Mine's the one that says "AAAARGH, WTF?!"
"If I wanted to pay for TV, I'd buy one and sign-up for cable. "
Why do you need cable if HULU would stream to your TV using a box similar to your cable box? If the content is rich, the quality good and the price right, why would you pay $50 for cable? HULU is on demand (you discover new cool show, bingo you can watch all episodes).
Producers will scream "Pirates!" and demand DRM. Cable companies will threaten to block bandwidth-sucking competition, so no Hi-Def. Marking will come up with numbers showing that customers are too stupid to get their own H.264/AAC player, so video will sputter and stumble through Flash. Advertisers will remind execs that ads are practically free money money money, and then there are ads.
Now you have a product nobody at all will pay for. Hulu investors will wonder why a sure-fire business plain crashed and burned.
The BBC in the UK sets a standard, as someone points out. But the model of compulsory subscription [not taxation] and free at point of use poses problems for other providers, solved by advertising. However all commercial tv in the UK is now wilting for lack of ads.
The problem in the US is different, as this excellent discussion makes clear. And the (almost) all advertising base with a good streak of subscription is under strain.
The net has developed differently. It was seen as a number of things, but for commercial use it seemed a marvellous advertising and then sales point. It was this that placed so much emphasis on 'free'. Later the process of deriving income streams from advertising became a major model.
As others point out., putting material on the net costs, receiving it costs, and originating costs -whether in time or money.
But the underlying marketing and sales and business models are not new, just recycled.
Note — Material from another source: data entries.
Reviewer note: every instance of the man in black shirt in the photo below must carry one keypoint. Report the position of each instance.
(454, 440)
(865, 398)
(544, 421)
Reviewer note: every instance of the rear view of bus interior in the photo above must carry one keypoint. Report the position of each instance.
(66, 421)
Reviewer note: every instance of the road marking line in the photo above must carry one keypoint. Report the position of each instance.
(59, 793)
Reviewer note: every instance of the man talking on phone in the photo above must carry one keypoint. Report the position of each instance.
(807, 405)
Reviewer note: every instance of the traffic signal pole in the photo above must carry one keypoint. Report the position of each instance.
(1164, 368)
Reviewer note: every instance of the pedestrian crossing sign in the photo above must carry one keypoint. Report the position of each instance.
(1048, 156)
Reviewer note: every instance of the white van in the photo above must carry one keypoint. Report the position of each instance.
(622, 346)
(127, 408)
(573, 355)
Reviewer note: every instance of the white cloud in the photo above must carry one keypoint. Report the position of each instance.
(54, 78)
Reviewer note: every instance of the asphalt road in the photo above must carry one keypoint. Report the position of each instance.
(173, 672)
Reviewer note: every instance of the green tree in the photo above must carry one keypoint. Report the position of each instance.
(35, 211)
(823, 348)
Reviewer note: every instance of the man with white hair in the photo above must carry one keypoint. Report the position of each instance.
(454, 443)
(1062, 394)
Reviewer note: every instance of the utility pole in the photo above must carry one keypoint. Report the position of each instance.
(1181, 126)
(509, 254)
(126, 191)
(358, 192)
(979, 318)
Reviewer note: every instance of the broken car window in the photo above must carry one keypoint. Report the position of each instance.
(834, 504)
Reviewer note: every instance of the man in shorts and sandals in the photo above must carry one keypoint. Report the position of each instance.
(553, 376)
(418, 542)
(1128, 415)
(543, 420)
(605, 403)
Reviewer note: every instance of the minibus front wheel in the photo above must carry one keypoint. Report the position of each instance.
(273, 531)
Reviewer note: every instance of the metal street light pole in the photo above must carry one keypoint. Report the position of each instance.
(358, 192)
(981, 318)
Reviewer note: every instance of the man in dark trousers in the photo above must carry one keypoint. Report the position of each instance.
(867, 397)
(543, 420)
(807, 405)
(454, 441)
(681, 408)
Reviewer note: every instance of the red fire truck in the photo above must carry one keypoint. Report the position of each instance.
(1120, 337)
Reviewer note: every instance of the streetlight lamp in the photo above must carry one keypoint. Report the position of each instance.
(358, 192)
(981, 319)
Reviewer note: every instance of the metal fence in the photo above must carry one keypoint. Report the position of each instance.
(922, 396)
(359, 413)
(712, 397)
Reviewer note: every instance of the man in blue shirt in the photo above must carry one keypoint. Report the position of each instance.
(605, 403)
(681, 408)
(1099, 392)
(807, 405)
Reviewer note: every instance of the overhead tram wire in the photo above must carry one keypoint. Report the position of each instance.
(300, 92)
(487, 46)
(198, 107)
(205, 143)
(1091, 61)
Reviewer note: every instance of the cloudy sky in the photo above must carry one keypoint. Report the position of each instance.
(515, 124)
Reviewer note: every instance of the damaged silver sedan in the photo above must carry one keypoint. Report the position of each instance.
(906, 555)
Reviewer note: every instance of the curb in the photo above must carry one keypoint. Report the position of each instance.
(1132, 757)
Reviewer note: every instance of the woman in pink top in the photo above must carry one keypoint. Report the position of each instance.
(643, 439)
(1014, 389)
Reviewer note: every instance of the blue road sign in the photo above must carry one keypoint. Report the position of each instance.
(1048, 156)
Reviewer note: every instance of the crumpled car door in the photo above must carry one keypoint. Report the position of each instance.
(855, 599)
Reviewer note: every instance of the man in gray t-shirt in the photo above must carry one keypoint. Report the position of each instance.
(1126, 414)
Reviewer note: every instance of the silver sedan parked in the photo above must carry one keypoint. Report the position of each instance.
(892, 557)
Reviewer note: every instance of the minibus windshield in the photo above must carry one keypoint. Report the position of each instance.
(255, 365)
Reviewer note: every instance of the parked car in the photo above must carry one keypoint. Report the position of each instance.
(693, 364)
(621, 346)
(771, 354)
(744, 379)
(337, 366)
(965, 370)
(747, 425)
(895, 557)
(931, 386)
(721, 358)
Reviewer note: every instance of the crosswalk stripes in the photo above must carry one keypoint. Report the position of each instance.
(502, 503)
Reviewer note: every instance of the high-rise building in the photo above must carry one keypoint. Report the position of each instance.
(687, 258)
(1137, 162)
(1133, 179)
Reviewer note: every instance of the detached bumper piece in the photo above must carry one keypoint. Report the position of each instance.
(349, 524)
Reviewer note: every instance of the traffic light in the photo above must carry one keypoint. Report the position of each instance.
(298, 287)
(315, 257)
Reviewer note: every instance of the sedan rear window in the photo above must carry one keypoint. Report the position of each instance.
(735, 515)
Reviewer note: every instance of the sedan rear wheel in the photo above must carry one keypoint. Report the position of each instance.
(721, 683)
Just as the net is new technology but fundamentally no different from all other distribution and usage problems.
And the problem now, one that faces all media, is that advertising is disappearing in the recession. If, as some think - myself included, this is a long low downturn [perhaps a depression] that disappearance is likely to be like the Cheshire Cat, not much left but the grinning teeth of memory.
Of course this will test every supplier; those who think they will not be able to continue as viable businesses with advertising are starting now to develop the appropriate payment and subscrtiption models. They are not all going to survive and those that do will be slimmed down.
For consumers there will be a lot of rethinking, even if they are pirates, since one can guarantee that those taking what does not belong to them will be hounded increasingly severely. Most arguments for the continuation of 'free' do not have commercial resonance, whatever philosophy may be called in to support such views.
The price of continued and unchecked piracy may well be the end of major investment in entertainments, such as blockbuster films [movies]. That might be a price those who like them will have to pay on behalf of pirates.
At all events, my forecast is that the 'free content' net is in its last days for some decades at least.